What Delphidata tracks.
Structured data across the full value chain.
Quantum hardware platforms
Quantum processor development across qubit technologies — superconducting, trapped ion, neutral atom, photonic, and topological. Tracked with qubit count, error rates, coherence times, commercial availability, and the manufacturer roadmap for scaling.
Infrastructure applications
Quantum computing applied to infrastructure-relevant problems: materials simulation for catalysts and battery chemistry, energy grid optimization, logistics and supply chain routing, financial portfolio optimization, and fluid dynamics simulation for engineering design.
Quantum software and cloud access
Quantum software development platforms, cloud-based quantum computing access (IBM Quantum, Amazon Braket, Azure Quantum, Google Quantum AI), quantum algorithm libraries, and hybrid classical-quantum workflow tools.
Post-quantum cryptography
Quantum-resistant cryptographic standards (NIST PQC standards), migration planning for critical infrastructure OT networks, and the timeline for quantum computers to threaten current encryption protecting energy grids, financial systems, and communications infrastructure.

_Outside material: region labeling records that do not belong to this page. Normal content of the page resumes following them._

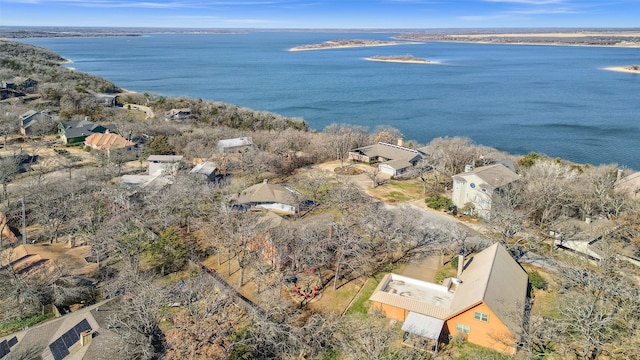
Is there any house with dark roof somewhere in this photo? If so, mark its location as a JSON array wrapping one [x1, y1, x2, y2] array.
[[0, 300, 120, 360], [167, 108, 191, 120], [189, 161, 218, 181], [58, 117, 116, 144], [84, 132, 136, 160], [349, 142, 424, 176], [236, 179, 300, 215], [369, 243, 528, 354], [451, 164, 520, 217]]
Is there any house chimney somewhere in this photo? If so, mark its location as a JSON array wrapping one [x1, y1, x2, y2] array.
[[456, 255, 464, 278], [80, 330, 93, 346]]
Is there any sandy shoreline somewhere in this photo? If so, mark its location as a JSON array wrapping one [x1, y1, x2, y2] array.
[[363, 57, 441, 65], [604, 66, 640, 74], [289, 41, 422, 51]]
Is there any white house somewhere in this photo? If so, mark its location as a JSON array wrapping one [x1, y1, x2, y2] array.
[[237, 179, 300, 215], [147, 155, 183, 175], [349, 142, 424, 176], [451, 164, 520, 217]]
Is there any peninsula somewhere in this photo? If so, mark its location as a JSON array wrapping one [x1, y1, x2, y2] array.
[[289, 39, 420, 51], [604, 65, 640, 74], [364, 55, 440, 64], [394, 29, 640, 47]]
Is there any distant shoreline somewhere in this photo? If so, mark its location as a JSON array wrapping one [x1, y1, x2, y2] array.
[[604, 65, 640, 74], [394, 30, 640, 48], [289, 39, 421, 51], [364, 56, 440, 65]]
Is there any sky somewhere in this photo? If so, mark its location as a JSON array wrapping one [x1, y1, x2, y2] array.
[[0, 0, 640, 29]]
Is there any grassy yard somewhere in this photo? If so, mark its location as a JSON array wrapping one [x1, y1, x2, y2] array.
[[369, 179, 425, 204]]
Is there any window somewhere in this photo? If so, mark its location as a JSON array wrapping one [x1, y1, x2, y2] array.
[[456, 324, 471, 334], [473, 311, 489, 322]]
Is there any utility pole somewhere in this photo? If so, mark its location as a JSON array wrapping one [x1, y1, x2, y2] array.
[[22, 194, 27, 245]]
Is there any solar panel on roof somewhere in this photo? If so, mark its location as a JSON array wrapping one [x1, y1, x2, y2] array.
[[73, 319, 92, 334], [60, 329, 80, 348], [49, 339, 69, 360], [8, 336, 18, 347], [0, 340, 11, 358], [47, 319, 91, 360]]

Who uses this intelligence.
Energy and materials companies
Explore quantum simulation for catalyst discovery, battery material optimization, and molecular modeling. Evaluate quantum optimization algorithms for grid balancing, energy trading, and logistics problems.
Technology and infrastructure companies
Plan quantum-readiness programs, evaluate post-quantum cryptography migration timelines for OT networks, and assess where quantum-enhanced analytics could provide competitive advantage in infrastructure operations.
Investors and venture capital
Screen quantum computing companies by hardware approach, commercial traction, partnership network, and the near-term application areas most likely to generate revenue. Assess the competitive dynamics between qubit technology approaches.
Government and defense
Track quantum computing capabilities relevant to national security, assess post-quantum cryptography readiness across critical infrastructure, and monitor international quantum technology competition.